The Vatican has been under increasing pressure to cooperate more with law enforcement, and its failure to do so has resulted in unprecedented raids in recent years on diocesan chanceries by police from Belgium to Texas and Chile.
But even under the penalty of subpoenas and raids, bishops have sometimes felt compelled to withhold canonical proceedings given the “pontifical secret,” unless given Vatican permission to hand documents over.
The new law makes that explicit permission no longer required.
“The freedom of information to statutory authorities and to victims is something that is being facilitated by this new law,” Archbishop Scicluna told Vatican media.
Archbishop resigns
The Vatican in May issued another law explicitly saying victims cannot be silenced and have a right to learn the outcome of canonical trials.

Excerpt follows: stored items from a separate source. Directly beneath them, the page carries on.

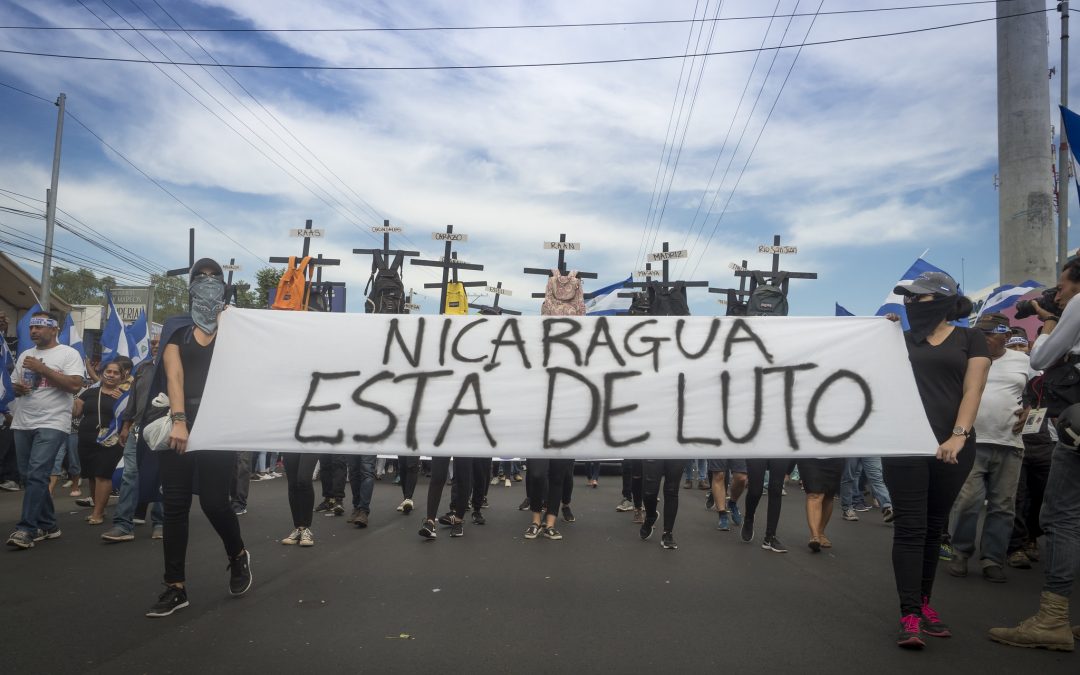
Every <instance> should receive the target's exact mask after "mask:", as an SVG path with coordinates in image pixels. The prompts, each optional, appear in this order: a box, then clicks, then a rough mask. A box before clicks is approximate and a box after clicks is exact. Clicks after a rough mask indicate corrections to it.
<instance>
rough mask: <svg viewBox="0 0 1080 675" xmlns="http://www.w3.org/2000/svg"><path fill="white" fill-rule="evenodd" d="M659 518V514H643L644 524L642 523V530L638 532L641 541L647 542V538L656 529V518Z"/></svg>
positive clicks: (649, 535) (648, 537) (654, 513)
mask: <svg viewBox="0 0 1080 675" xmlns="http://www.w3.org/2000/svg"><path fill="white" fill-rule="evenodd" d="M659 517H660V513H659V512H658V513H653V514H652V515H649V514H648V513H646V514H645V523H642V529H640V531H639V532H638V534H639V535H640V536H642V541H648V539H649V537H651V536H652V530H653V529H656V526H657V518H659Z"/></svg>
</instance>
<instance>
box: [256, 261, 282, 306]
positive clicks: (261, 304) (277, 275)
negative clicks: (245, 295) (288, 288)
mask: <svg viewBox="0 0 1080 675" xmlns="http://www.w3.org/2000/svg"><path fill="white" fill-rule="evenodd" d="M284 273H285V269H284V268H275V267H264V268H262V269H260V270H259V271H257V272H255V283H256V284H257V288H258V296H257V299H256V301H257V302H258V305H257V306H256V307H268V306H269V305H270V289H271V288H276V287H278V282H280V281H281V275H282V274H284Z"/></svg>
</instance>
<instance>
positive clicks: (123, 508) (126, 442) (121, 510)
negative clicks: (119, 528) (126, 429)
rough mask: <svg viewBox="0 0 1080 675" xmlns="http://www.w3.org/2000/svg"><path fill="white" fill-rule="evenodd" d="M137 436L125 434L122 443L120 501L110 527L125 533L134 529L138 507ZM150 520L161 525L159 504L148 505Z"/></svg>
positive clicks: (162, 518) (134, 527)
mask: <svg viewBox="0 0 1080 675" xmlns="http://www.w3.org/2000/svg"><path fill="white" fill-rule="evenodd" d="M138 436H139V434H137V433H135V430H134V429H133V430H132V433H130V434H127V442H126V443H124V472H123V474H122V475H121V476H120V499H119V500H118V501H117V510H116V512H114V513H113V514H112V526H113V527H119V528H120V529H122V530H124V531H125V532H131V531H132V530H133V529H135V522H134V519H133V518H134V517H135V508H136V507H137V505H138V463H137V462H136V461H135V457H136V451H137V449H138ZM150 519H151V522H152V523H153V524H154V525H162V524H163V523H164V517H163V516H162V513H161V502H160V501H158V502H153V504H151V505H150Z"/></svg>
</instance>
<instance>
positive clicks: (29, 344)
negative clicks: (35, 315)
mask: <svg viewBox="0 0 1080 675" xmlns="http://www.w3.org/2000/svg"><path fill="white" fill-rule="evenodd" d="M40 311H41V306H40V305H38V303H37V302H35V305H33V307H31V308H30V309H29V310H28V311H27V312H26V313H25V314H23V318H22V319H19V320H18V323H17V324H15V335H17V336H18V347H17V348H16V349H17V350H18V354H22V353H23V352H25V351H26V350H28V349H33V340H31V339H30V316H33V312H40ZM16 355H17V354H16Z"/></svg>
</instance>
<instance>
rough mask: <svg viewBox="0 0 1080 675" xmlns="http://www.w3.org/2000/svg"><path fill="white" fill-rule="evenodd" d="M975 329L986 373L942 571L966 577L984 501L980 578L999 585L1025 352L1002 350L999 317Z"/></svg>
mask: <svg viewBox="0 0 1080 675" xmlns="http://www.w3.org/2000/svg"><path fill="white" fill-rule="evenodd" d="M975 328H977V329H980V330H982V332H983V335H985V336H986V345H987V346H988V347H989V348H990V373H989V375H988V376H987V378H986V388H985V389H984V390H983V397H982V400H981V401H980V403H978V416H977V417H976V418H975V427H974V432H975V465H974V467H972V469H971V473H969V474H968V480H967V481H966V482H964V484H963V487H962V488H961V489H960V495H959V497H957V499H956V504H955V507H954V512H953V513H954V517H953V524H954V532H953V561H951V562H949V565H948V571H949V573H950V575H953V576H954V577H966V576H968V558H969V557H971V556H972V555H973V554H974V553H975V530H976V529H977V527H978V514H980V512H981V511H982V509H983V502H984V501H985V502H986V519H985V521H984V524H983V538H982V541H980V542H978V550H980V563H981V564H982V568H983V579H985V580H987V581H991V582H995V583H1003V582H1004V581H1005V576H1004V571H1003V569H1004V562H1005V554H1007V550H1008V548H1009V539H1010V538H1011V536H1012V527H1013V516H1014V510H1015V501H1014V498H1015V495H1016V484H1017V483H1018V482H1020V470H1021V465H1022V463H1023V461H1024V443H1023V441H1022V440H1021V429H1022V428H1023V426H1024V421H1025V420H1024V418H1025V417H1026V411H1025V409H1024V406H1023V404H1022V403H1021V396H1022V395H1023V393H1024V387H1025V386H1026V384H1027V380H1028V378H1029V377H1030V375H1032V374H1031V372H1030V364H1029V361H1028V356H1027V354H1025V353H1023V352H1020V351H1016V350H1012V349H1005V342H1007V341H1008V340H1009V338H1010V337H1011V335H1012V333H1011V329H1010V326H1009V319H1008V318H1007V316H1005V315H1004V314H998V313H991V314H984V315H983V316H981V318H980V319H978V321H977V322H976V323H975Z"/></svg>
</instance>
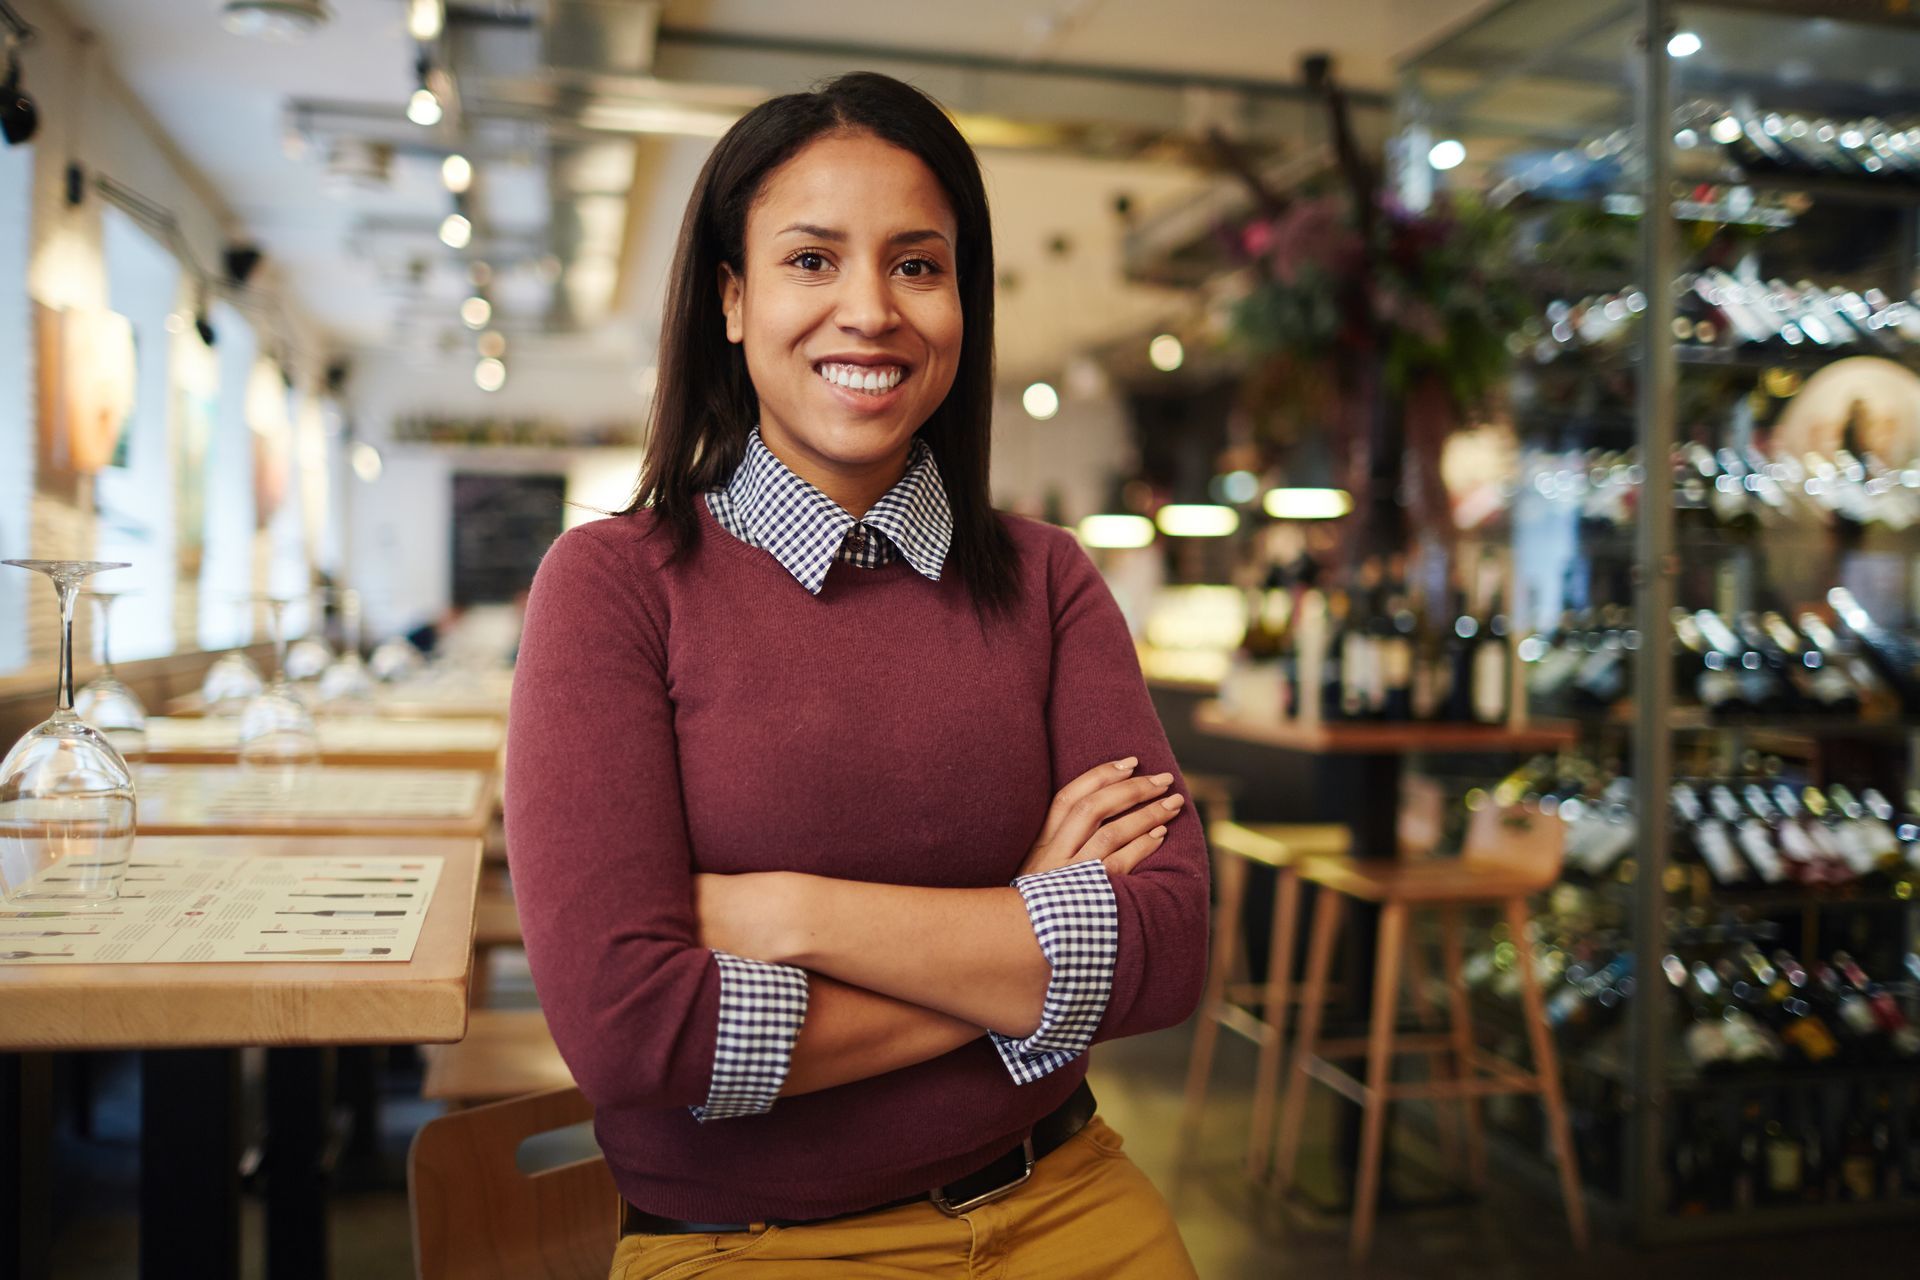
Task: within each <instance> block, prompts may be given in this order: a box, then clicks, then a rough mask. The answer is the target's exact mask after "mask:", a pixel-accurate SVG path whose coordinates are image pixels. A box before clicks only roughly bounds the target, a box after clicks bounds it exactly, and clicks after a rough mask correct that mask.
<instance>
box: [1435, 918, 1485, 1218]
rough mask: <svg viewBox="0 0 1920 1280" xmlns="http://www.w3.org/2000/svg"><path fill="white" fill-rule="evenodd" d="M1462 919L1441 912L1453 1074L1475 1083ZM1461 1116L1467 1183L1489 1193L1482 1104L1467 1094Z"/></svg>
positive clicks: (1441, 943) (1442, 962) (1470, 1011)
mask: <svg viewBox="0 0 1920 1280" xmlns="http://www.w3.org/2000/svg"><path fill="white" fill-rule="evenodd" d="M1461 927H1463V925H1461V915H1459V908H1455V906H1450V908H1444V910H1442V912H1440V954H1442V963H1446V998H1448V1013H1450V1017H1448V1021H1450V1023H1452V1031H1453V1073H1455V1077H1459V1079H1467V1080H1471V1079H1475V1075H1476V1073H1475V1069H1473V1006H1471V1004H1469V1000H1467V979H1465V975H1463V969H1461ZM1459 1115H1461V1121H1463V1123H1465V1128H1467V1182H1469V1186H1473V1188H1475V1190H1486V1136H1484V1132H1482V1128H1480V1100H1478V1098H1476V1096H1475V1094H1465V1096H1463V1098H1461V1100H1459Z"/></svg>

The new document repeats that, and expands the point by saying not only the victim, but any witnesses or the person who lodged the accusation cannot be compelled to silence.
Individual scandals, national inquiries, grand jury investigations, UN denunciations and increasingly costly civil litigation have devastated the Catholic hierarchy’s credibility across the globe, and the Pope’s own failures and missteps have emboldened his critics.
In February, he summoned the presidents of bishops conferences from around the globe to a four-day summit on preventing abuse, where several speakers called for a reform of the pontifical secret. The Pope himself said he intended to raise the age for which pornography was considered child porn.
The Vatican’s editorial director, Andrea Tornielli, said the new law is a “historical” follow-up to the February summit and a sign of openness and transparency. “The breadth of Pope Francis’ decision is evident: the well-being of children and young people must always come before any protection of a secret, even the ”pontifical secret,'” he said in a statement.
Also on Tuesday, the Pope accepted the resignation of the Vatican’s ambassador to France, Archbishop Luigi Ventura, who is accused of making unwanted sexual advances to young men.
Archbishop Ventura turned 75 last week, the mandatory retirement age for bishops, but the fact that his resignation was announced on the same day as the Pope’s abuse reforms didn’t seem to be a coincidence.